Face à cette situation, l’association explique avoir demandé un entretien avec Sandrine Martin-Grand, vice-présidente du Département en charge de la Famille, de l’Enfance et de la Santé. Réponse ? Impossible pour cause de vacances. « Elle nous a fait dire […] que nous ne devions pas nous inquiéter, que chaque cas était suivi et qu’elle nous tiendrait informé », écrit le Dal, visiblement peu convaincu.
« Un double discours manifeste et cynique »
C’est pourquoi le collectif appelait à une manifestation devant les locaux mêmes du Conseil départemental de l’Isère le mercredi 28 août à partir de 12 h 30. Une mobilisation suivie par de très nombreux jeunes concernés par les sorties, ainsi que par d’autres organisations comme la Cisem, la Cimade, Migrants en Isère ou encore RESF 38. Tous signataires d’un communiqué commun pour s’inquiéter de l’avenir de ces jeunes majeurs.
Les revendications des associations ? Que les jeunes en question puissent terminer leur formation qualifiante, qu’ils obtiennent un titre de séjour avec autorisation de travailler, et que leur hébergement soit maintenu jusqu’à leur accès à l’autonomie. Et Stéphane Dezalay, responsable du groupe local de la Cimade, de dénoncer un « double discours manifeste et cynique », alors que le Département vient de signer avec l’État un engagement pour empêcher les sorties sèches de l’Ase.
Militant CGT et RESF, Pedram Zouechtiagh évoque pour sa part une décision qui lui « glace le sang ». « Je pense à ces jeunes de 18 ans lâchés comme ça, du jour au lendemain. Même nous qui sommes dans la société française, on se pose plein de questions sur comment remplir un formulaire administratif. Vous imaginez comment ils doivent se sentir, eux qui commencent à peine à parler le français et sont tout juste à la sortie de leur formation ? », dénonce-t-il.
L’opposition de gauche monte au front
Les associations et les jeunes n’étaient pas seules présents au rassemblement. Parmi les soutiens au mouvement, l’élu de la Ville de Grenoble Bernard Macret qui n’a toutefois pas souhaité prendre la parole. Une présence d’autant plus symbolique que l’adjoint aux Solidarités internationales est lui-même… un ancien responsable de l’Aide sociale à l’enfance.
Les trois groupes d’opposition de gauche du conseil départemental ont, pour leur part, adressé une lettre aux élus de la majorité.
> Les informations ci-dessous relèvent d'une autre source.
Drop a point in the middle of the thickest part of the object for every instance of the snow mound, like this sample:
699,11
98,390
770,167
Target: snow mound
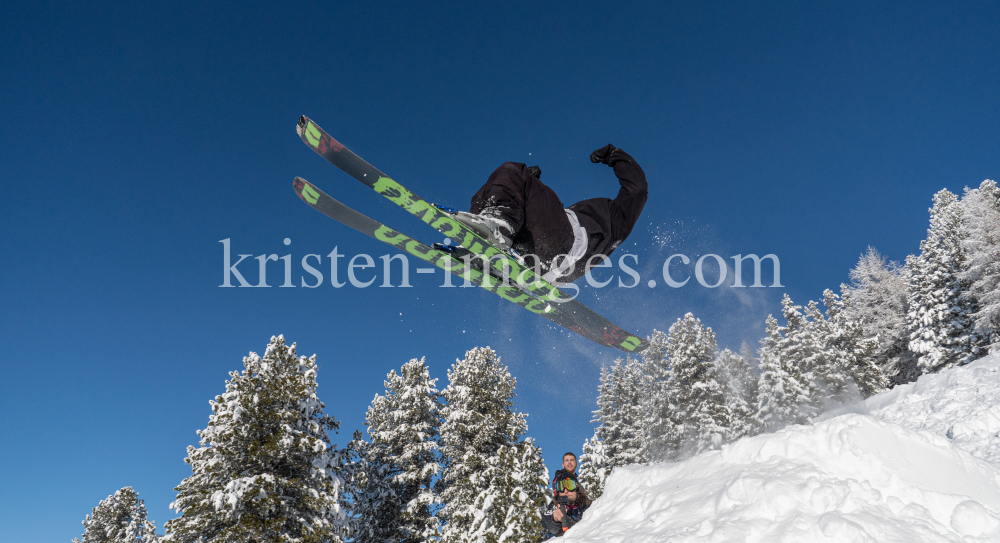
912,464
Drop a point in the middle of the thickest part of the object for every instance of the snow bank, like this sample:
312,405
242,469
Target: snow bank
914,464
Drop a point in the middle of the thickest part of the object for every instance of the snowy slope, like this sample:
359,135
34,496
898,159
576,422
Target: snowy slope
917,463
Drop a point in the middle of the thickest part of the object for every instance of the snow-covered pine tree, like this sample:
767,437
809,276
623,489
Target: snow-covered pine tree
856,353
783,391
485,460
740,390
620,437
594,468
702,416
266,470
119,518
368,491
877,298
517,492
403,454
940,317
981,241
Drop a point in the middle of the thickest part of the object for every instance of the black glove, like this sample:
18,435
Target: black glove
603,154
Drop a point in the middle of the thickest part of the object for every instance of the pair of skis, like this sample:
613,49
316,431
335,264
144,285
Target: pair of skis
476,261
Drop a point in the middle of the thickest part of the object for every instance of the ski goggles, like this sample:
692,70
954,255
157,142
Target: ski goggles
566,485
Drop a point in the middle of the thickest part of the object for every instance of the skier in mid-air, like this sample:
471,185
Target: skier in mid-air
514,210
569,502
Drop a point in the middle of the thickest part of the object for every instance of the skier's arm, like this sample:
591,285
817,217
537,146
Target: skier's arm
627,206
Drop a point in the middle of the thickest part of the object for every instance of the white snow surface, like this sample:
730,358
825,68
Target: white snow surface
920,463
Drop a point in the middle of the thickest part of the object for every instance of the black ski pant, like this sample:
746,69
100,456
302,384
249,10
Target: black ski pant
533,211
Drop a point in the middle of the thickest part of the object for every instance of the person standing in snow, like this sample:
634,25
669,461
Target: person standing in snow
515,211
570,502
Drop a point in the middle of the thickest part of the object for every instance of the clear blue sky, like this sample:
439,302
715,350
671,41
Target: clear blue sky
135,138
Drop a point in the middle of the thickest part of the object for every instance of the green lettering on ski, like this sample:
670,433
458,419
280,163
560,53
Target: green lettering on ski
312,134
310,194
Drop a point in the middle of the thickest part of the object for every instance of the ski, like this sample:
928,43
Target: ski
338,155
447,261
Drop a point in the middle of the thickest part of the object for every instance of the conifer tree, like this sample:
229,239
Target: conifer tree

Leur demande ? Un « état des lieux de la situation du renouvellement des contrats jeunes majeurs en Isère au 31 août 2019 [et] des mesures d’accompagnement pour celles et ceux qui vont sortir de ce dispositif ».
Pour Véronique Vermorel, élue du groupe RCSE (Rassemblement citoyen solidaire et écologie), le Département est en situation de déni de ses obligations. « C’est une prestation légale de poursuivre les parcours jusqu’à la fin des études, et une obligation d’avertir un an avant qu’ils ne vont pas poursuivre pour que les jeunes puissent quand même trouver une solution », affirme-t-elle. Et de conclure : « Il y a clairement une volonté de ne pas assumer cela ! »
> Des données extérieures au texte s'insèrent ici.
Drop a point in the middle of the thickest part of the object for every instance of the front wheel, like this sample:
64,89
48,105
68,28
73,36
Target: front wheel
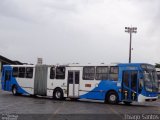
112,98
58,94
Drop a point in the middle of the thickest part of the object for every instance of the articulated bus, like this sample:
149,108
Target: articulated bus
110,83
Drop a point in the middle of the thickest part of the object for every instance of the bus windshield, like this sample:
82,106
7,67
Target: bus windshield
150,78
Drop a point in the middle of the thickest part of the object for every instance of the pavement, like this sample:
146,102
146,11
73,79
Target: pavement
26,107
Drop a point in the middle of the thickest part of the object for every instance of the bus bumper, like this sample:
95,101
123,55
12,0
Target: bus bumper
142,98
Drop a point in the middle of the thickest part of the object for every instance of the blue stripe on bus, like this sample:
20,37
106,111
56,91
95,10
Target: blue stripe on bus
99,92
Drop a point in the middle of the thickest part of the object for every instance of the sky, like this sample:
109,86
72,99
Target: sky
79,31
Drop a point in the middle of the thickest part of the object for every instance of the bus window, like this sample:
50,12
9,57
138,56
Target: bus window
52,72
102,73
60,73
88,73
126,79
134,80
21,72
29,72
15,72
7,75
113,75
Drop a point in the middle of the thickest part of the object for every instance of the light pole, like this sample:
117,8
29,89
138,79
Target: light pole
130,30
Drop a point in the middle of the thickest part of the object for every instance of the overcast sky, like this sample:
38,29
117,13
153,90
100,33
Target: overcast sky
79,31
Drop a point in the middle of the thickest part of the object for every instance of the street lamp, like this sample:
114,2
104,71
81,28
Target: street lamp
130,30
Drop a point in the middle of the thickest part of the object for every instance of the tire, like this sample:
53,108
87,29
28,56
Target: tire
112,98
14,90
127,103
58,94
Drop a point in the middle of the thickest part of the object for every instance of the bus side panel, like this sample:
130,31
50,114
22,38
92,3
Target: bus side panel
100,91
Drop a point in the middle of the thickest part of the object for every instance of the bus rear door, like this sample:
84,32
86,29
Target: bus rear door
7,80
129,85
73,84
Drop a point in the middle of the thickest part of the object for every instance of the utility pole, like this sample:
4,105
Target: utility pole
130,30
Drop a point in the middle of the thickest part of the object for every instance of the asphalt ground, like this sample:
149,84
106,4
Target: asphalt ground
40,108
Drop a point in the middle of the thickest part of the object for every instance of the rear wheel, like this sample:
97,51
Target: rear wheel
112,98
58,94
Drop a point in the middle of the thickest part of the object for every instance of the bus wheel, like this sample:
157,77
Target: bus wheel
58,94
14,90
127,103
112,98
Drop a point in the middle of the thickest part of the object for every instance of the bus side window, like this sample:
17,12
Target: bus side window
21,72
60,73
102,73
15,72
52,72
89,73
29,72
113,75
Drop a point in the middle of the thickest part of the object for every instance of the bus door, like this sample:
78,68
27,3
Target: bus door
7,80
129,85
73,84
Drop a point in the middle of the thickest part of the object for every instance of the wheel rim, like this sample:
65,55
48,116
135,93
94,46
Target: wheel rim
58,94
112,98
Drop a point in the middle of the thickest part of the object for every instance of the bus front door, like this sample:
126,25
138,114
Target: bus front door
129,85
73,84
7,80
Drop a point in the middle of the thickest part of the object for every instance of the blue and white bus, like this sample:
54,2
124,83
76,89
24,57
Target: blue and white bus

« Conduire les jeunes à l’autonomie »
Réponse de Sandrine Martin-Grand, sollicitée par Place Gre’net ? « Ce que je peux comprendre de la part de responsables associatifs qui ne connaissent pas forcément la protection de l’enfance ou ce que fait le Département, j’ai plus de mal en ce qui concerne les élus de l’opposition ! », tacle l’élue. Avant de faire remarquer que sur les 1 100 mineurs non accompagnés pris en charge par la collectivité à ce jour, près de 500 ont passé le cap des 18 ans.
Pour la vice-présidente, la mission du Département est claire : « Accompagner ces jeunes avec le souci de les conduire à l’autonomie, de terminer leurs études avec un diplôme qui leur permette de travailler et de s’assumer financièrement ». Ce qui est le cas, estime-t-elle, des jeunes concernés par les sorties à la fin du mois d’août, soit deux mois après les examens de juin. « Deux mois pour se retourner, trouver un emploi et un logement », ajoute-t-elle.
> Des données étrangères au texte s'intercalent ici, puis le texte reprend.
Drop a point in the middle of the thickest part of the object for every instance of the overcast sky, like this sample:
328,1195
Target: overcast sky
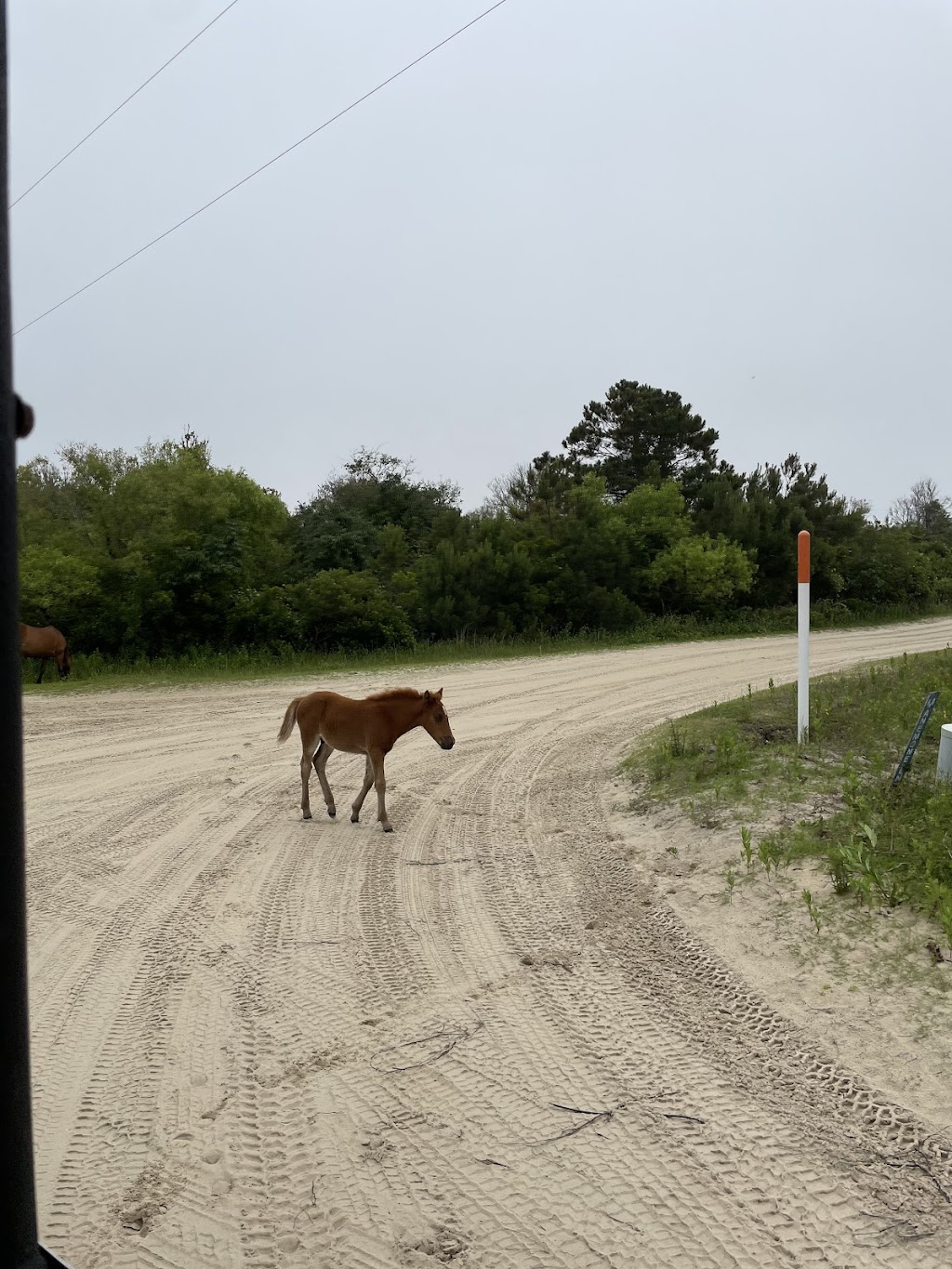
746,201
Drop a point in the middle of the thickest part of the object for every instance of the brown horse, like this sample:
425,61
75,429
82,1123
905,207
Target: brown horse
45,642
371,726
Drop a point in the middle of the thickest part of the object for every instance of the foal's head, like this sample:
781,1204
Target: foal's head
434,719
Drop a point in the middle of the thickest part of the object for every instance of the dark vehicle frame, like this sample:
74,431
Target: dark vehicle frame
20,1245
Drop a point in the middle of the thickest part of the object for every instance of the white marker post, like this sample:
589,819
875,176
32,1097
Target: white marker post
803,636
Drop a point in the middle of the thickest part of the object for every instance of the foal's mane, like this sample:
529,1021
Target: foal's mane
398,694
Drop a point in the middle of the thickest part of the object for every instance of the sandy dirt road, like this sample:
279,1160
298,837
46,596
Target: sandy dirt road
483,1039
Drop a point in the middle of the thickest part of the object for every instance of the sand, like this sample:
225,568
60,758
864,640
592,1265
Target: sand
493,1037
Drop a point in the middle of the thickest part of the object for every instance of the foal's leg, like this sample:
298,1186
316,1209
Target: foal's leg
320,765
381,785
309,750
364,791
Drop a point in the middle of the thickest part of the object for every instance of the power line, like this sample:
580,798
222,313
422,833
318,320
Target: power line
266,165
110,115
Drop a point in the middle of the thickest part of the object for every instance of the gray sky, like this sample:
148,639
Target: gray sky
746,201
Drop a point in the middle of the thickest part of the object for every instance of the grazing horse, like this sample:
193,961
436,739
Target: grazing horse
371,727
44,642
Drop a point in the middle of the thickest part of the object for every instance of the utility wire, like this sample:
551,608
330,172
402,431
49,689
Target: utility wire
264,165
101,122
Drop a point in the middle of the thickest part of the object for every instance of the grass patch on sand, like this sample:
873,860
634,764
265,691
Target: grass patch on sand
831,800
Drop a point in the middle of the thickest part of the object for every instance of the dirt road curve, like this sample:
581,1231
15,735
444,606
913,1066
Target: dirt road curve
483,1039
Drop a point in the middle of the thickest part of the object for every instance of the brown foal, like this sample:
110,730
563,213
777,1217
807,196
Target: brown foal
371,726
44,642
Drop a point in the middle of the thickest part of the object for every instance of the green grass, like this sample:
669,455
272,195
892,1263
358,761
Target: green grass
99,673
881,847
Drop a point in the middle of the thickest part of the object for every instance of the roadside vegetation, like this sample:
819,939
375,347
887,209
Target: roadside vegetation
162,566
831,800
94,671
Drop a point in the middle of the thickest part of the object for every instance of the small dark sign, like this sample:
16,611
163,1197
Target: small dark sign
906,759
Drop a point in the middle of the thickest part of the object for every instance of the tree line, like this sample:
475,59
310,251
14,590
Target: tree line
160,552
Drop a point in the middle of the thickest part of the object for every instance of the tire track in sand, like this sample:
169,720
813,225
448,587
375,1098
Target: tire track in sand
264,1042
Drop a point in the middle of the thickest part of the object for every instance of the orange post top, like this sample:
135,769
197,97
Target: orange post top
802,556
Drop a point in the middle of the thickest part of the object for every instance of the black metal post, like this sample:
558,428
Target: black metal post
18,1203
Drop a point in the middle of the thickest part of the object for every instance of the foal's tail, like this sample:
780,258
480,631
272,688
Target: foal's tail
289,720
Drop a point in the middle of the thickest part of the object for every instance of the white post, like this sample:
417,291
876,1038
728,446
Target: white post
945,768
803,636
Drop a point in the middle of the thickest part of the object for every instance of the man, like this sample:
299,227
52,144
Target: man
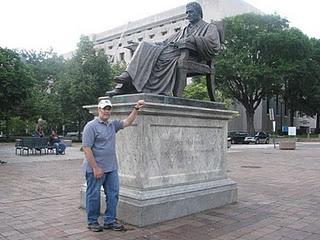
101,166
152,68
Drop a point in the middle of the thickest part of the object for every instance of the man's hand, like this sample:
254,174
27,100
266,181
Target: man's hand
139,104
97,172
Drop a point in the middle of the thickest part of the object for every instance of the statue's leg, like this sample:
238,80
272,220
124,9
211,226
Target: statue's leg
211,85
180,83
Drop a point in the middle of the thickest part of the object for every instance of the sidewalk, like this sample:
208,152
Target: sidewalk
279,199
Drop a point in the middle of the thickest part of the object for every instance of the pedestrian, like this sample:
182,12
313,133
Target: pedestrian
56,142
40,128
101,164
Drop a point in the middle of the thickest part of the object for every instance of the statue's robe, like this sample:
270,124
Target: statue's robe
153,66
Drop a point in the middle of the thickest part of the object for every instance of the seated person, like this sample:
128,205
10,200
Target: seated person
56,142
40,128
152,68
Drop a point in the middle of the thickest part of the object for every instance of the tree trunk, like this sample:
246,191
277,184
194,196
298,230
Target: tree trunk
7,126
250,121
79,130
318,123
291,117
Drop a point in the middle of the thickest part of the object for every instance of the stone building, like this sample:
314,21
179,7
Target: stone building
158,27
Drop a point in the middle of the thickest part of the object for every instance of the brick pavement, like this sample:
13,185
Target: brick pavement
279,199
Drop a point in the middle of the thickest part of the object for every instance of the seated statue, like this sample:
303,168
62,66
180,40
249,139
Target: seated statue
152,68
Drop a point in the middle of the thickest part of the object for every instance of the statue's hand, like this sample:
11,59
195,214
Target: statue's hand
184,41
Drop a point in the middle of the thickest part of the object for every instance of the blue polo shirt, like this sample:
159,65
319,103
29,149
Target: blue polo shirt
101,138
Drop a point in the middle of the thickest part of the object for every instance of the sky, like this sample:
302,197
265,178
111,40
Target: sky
58,24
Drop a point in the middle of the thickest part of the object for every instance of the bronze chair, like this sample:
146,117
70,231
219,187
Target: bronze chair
190,68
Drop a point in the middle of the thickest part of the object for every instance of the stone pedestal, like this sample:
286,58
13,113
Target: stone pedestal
172,160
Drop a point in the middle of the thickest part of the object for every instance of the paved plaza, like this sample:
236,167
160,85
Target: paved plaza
279,199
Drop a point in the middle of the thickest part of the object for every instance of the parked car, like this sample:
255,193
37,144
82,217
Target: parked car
237,137
259,137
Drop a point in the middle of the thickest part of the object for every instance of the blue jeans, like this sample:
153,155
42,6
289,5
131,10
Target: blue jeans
60,147
110,183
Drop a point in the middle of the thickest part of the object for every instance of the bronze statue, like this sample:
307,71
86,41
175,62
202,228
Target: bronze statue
153,67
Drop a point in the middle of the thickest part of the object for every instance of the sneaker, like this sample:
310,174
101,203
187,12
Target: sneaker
114,226
95,227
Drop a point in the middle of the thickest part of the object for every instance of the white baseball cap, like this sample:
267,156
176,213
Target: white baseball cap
104,103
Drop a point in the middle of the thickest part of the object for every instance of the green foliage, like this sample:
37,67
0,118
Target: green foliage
196,90
16,81
87,77
44,101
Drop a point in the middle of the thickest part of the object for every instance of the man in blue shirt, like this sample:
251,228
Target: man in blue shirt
101,165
Pas question en somme pour Sandrine Martin-Grand de confondre aide sociale à l’enfance et hébergement d’urgence. « Ces jeunes sont en capacité de travailler et d’obtenir un logement ou un hébergement, dans un foyer de jeunes travailleurs par exemple. Nous ne sommes pas sur la même problématique ou la même configuration que pour les personnes que défend le Dal, comme les déboutés du droit d’asile. Il ne faut pas tout mélanger ! », s’agace-t-elle.
« L’idée, c’est d’amener ces jeunes vers le droit commun » assure le Département
Le directeur général adjoint du Pôle famille du Département abonde. « L’idée, c’est d’amener ces jeunes vers le droit commun, de prévenir les sorties sèches de l’Aide sociale à l’enfance ». Le droit commun ? « L’accompagnement social, le Fonds solidarité logement, les missions locales, les foyers de jeunes travailleurs, les structures d’hébergement d’urgence, les dispositifs des CCAS, etc. », énumère Alexis Baron.
Le cas se pose également pour les jeunes dont le titre de séjour n’est pas accordé par la Préfecture. « Si nous avons connaissance que l’État a décidé que tel ou tel jeune n’a pas de droit au séjour, cela peut nous faire considérer que son projet d’insertion sociale et professionnel n’aboutira pas. Le Département ne peut qu’en tenir compte », indique Alexis Baron. Et ainsi mettre fin à l’hébergement de la personne en question.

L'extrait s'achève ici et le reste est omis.